Réunion du 27 octobre 2009 à 21h30
Projet de loi de financement de la sécurité sociale pour 2010 — Motion de renvoi en commission

Photo issue du site de l'Assemblée nationale ou de WikipediaJacqueline Fraysse :

Monsieur le président, madame et messieurs les ministres, chers collègues, ce projet de loi de financement de la sécurité sociale pour 2010, en apparence modeste, est, en fait, celui de tous les records.

Le déficit prévu, de 31,5 milliards d'euros, est en effet le plus important depuis la création de la sécurité sociale, devant celui de 25 milliards d'euros enregistré cette année.
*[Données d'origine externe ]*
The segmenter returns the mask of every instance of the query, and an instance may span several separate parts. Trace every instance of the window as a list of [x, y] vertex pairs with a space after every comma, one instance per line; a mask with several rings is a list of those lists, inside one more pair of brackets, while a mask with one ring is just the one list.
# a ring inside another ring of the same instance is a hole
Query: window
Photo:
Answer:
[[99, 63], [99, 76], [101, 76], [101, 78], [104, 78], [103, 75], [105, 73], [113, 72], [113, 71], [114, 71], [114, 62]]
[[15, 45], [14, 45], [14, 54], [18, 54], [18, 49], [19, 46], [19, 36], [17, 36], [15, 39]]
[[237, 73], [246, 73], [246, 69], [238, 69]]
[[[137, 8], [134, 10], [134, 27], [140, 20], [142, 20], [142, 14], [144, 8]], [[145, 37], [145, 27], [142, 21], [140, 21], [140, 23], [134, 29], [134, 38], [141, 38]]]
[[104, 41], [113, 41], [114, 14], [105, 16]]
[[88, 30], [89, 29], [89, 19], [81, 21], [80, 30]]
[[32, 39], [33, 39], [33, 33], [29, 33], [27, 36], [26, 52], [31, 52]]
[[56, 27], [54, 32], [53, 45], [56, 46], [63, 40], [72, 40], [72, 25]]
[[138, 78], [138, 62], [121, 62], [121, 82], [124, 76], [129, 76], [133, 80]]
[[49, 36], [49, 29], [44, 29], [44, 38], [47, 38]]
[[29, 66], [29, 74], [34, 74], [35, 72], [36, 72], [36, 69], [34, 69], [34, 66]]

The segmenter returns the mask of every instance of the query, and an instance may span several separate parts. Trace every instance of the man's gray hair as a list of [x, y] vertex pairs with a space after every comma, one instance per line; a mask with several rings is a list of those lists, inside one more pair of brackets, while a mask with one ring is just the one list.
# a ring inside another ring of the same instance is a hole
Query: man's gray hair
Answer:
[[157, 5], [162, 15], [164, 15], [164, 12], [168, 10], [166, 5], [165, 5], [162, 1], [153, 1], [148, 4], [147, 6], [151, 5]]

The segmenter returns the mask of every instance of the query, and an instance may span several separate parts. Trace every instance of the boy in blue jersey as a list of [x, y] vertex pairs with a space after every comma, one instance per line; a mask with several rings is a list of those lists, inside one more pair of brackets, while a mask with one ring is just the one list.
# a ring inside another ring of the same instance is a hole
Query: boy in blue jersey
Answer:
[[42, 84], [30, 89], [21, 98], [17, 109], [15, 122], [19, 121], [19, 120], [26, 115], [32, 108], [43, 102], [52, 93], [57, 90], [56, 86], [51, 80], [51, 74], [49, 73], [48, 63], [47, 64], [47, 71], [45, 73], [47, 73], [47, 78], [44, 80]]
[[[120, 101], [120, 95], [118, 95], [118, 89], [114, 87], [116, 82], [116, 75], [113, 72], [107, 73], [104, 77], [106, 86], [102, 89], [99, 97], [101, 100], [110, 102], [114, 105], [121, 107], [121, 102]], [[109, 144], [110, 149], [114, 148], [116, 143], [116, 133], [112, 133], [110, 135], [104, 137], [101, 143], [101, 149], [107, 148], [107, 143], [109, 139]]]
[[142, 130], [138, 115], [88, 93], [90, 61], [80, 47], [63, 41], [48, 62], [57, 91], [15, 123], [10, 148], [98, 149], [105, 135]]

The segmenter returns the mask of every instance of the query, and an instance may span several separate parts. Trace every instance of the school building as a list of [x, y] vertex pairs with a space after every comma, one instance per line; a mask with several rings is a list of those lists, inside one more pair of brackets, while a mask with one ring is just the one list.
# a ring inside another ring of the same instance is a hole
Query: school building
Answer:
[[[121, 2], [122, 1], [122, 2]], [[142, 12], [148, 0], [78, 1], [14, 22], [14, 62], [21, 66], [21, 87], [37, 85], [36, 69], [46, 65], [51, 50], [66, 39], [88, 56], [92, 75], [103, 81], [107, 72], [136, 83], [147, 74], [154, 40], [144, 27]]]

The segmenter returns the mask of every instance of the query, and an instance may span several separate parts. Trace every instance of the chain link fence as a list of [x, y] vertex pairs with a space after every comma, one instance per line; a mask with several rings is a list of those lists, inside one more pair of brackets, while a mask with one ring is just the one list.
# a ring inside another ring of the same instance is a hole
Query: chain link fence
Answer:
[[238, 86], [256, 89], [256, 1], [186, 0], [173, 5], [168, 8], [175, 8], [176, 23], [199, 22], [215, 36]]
Nous en sommes au point où la commission des finances n'a pas osé donner un avis favorable à ce texte !

Le Gouvernement voudrait nous convaincre – M. Woerth s'y est beaucoup employé – que la crise explique ces déficits ; nous contestons cette thèse.

Bien sûr, avec l'accentuation du chômage qu'elle a provoquée, la crise a aggravé les comptes sociaux, mais ce déficit existe depuis des années. Il est même structurel puisque la sécurité sociale souffre d'une insuffisance criante et persistante de recettes.

Cela devrait nous conduire à revoir en profondeur l'assiette de cotisation. Or vous vous y refusez obstinément : tout se passe comme si vous aviez décidé de laisser pourrir la situation. En effet, finalement, ce déficit vous est plutôt utile pour expliquer que notre système, essentiellement fondé sur les revenus du travail, est dépassé : il permet de justifier les charges de plus en plus lourdes que vous faites supporter aux usagers.

Peu vous importe qu'au fil des ans s'installe une inégalité d'accès aux soins de plus en plus marquée et qu'elle soit ressentie par tous. Cette évolution démontrée par plusieurs études s'accompagne d'une dette sociale dont le remboursement des intérêts coûte chaque année plus de 7 milliards d'euros de prélèvements sociaux et fiscaux.

Or vous savez aussi bien que moi que cette situation grave n'a aucune chance d'être surmontée grâce à l'augmentation du forfait hospitalier, aux nouveaux déremboursement de médicaments ou à la fiscalisation des indemnités d'accidents du travail, qui ne devrait rapporter que 150 millions d'euros. Ces mesures pèsent lourd pour les usagers, mais elles ne pèsent pas grand-chose dans le budget de la sécurité sociale face aux défis actuels.

En fait, vous avez décidé de mettre en cause durablement le système solidaire qui, en prélevant une part de la richesse produite, permettait à chacun, quelles que soient ses ressources et la gravité de son état, de bénéficier de soins de qualité.

Vous faites progressivement glisser notre modèle vers un système où prédominera la prise en charge individuelle : finalement, seuls ceux qui pourront payer seront bien soignés.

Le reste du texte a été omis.